After that? We’ll see.
According to the NFL, the Combine, which has called Indy home for more than three decades, will remain in town through 2021. After that, there will be an evaluation of “extending the partnership . . . with a series of annual options beyond that,’’ said Brian McCarthy, vice president of communications.
City officials were breathing easier following the decision.
“There are multiple cities that are viciously trying to wrestle the Combine away from Indianapolis,’’ admitted Chris Gahl, senior vice-president of marketing and communications with Visit Indy. “We view it as a big win today.
“Since first hosting the Combine in 1987, it’s just paramount we keep them here. We’ll take another year and say ‘Thank you.’ We’ll be hungry and happy to continue to prove ourselves.’’
Prior to Wednesday’s announcement, the Combine was locked in to Indy only through 2020. The decision added ’21, and made provisions for extending the relationship longer.
Visit Indy estimates the week-long Combine attracts more than 5,000 individuals to town – athletes, owners/GMs, scouts, fans – and generates approximately $8.4 million in revenue.
It’s believed league officials have given serious consideration to moving the Combine to the West Coast and settling into the $6 billion complex in Inglewood, Calif. that opens in 2020 and will host the Rams and Chargers.
“There is a lot of interest around the event and a lot of interest in cities hosting an NFL event,’’ said Jeff Foster, president of the locally-based National Football Scouting, which operates the Combine. “Moving the draft around has been so successful, it’s just natural we’re getting more pressure from the Combine side to make it mobile as well.
“Selfishly, we want it to remain here in Indy.’’
While the Combine isn’t going anywhere for at least the next two years, Foster faces significant adjustments to his schedule as the NFL looks to maximize the event’s increasing popularity and marketability.
Next February, many on-field drills that have been held in the morning and afternoon will be shifted to the afternoon and primetime.
“We are always looking at ways of bringing more football to a wider audience,’’ McCarthy said, adding broadcasting drills in primetime “will enable us to accomplish the goal of reaching more fans while still fully maintaining the football integrity of the event.’’
Foster has been receptive to balancing increased TV requests while not disrupting the overriding purpose of the Combine.
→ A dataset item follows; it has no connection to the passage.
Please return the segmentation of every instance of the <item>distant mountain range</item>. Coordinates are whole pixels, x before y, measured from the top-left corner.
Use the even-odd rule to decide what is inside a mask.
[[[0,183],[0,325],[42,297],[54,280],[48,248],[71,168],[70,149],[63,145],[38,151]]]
And that’s having NFL general managers, head coaches, assistant coaches and scouts evaluate more than 300 draft-eligible players.
“We’ve got a lot of work to do,’’ Foster said.
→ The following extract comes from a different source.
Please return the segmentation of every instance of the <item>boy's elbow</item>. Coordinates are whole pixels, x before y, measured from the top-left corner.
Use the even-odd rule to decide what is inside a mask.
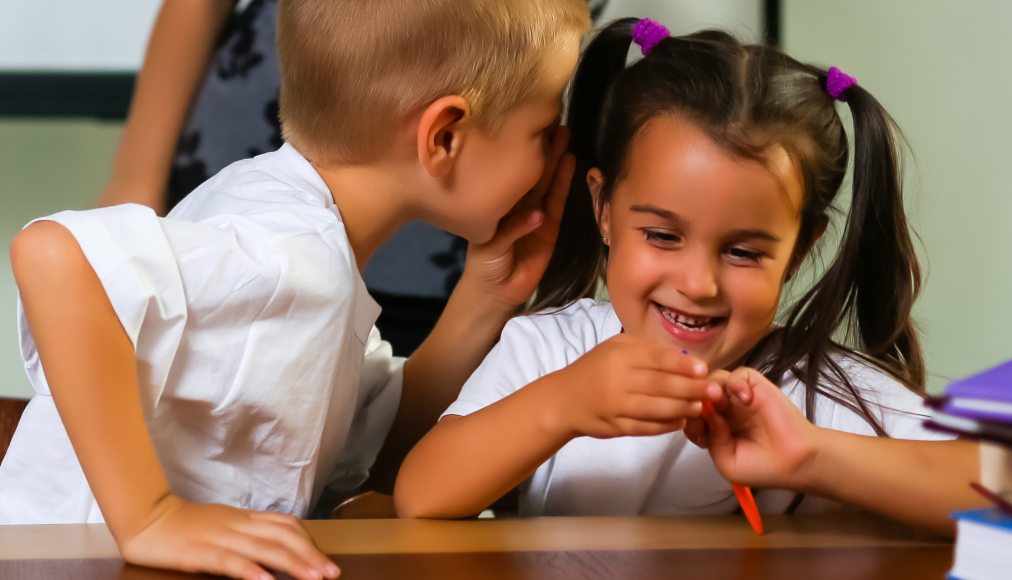
[[[19,286],[86,261],[74,236],[56,222],[35,222],[10,244],[10,265]]]
[[[442,494],[424,482],[398,478],[394,487],[394,508],[398,517],[423,519],[458,519],[471,513],[456,513],[452,506],[441,504]]]
[[[431,506],[425,505],[426,494],[423,493],[424,490],[418,490],[417,487],[401,477],[397,478],[397,484],[394,486],[394,509],[397,510],[397,516],[437,517],[433,515]]]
The city’s strong push to retain the Combine was bolstered on two fronts.
First, Gahl stressed Indianapolis Colts owner Jim Irsay and general manager Chris Ballard lobbied hard for the event to stay put.
“Their support without question helped keep the Combine in Indianapolis,’’ he said.
When the Combine returned in late February, Ballard was one of many staunch advocates of it remaining in Indy. He insisted “it would be foolish’’ to move it elsewhere.
“I get the whole marketing aspect of it. I think we’re all good with that,’’ he said. “But also I don’t think we can lose sight of football. It’s important we get this process right. I’d be hard-pressed to find another city that could do it like Indy.’’
Second, and perhaps more important, the NFL took notice of the planned expansion of the Indiana Convention Center and addition of downtown hotels. League officials want to make certain Indy grows along with the Combine.
“Part of the equation is: Are we moving the ball forward in growing the city?’’ Gahl said. “(The NFL) said in no uncertain terms the Convention Center expansion and new hotels were critically important to keeping their event (here) and growing their event.
“We know they’ll keep a watchful eye year-in and year-out as we’re putting more hotel rooms online.’’
The Combine in Indy will be extended to 2021, followed by a series of one-year options. Football ops people around the league are happy!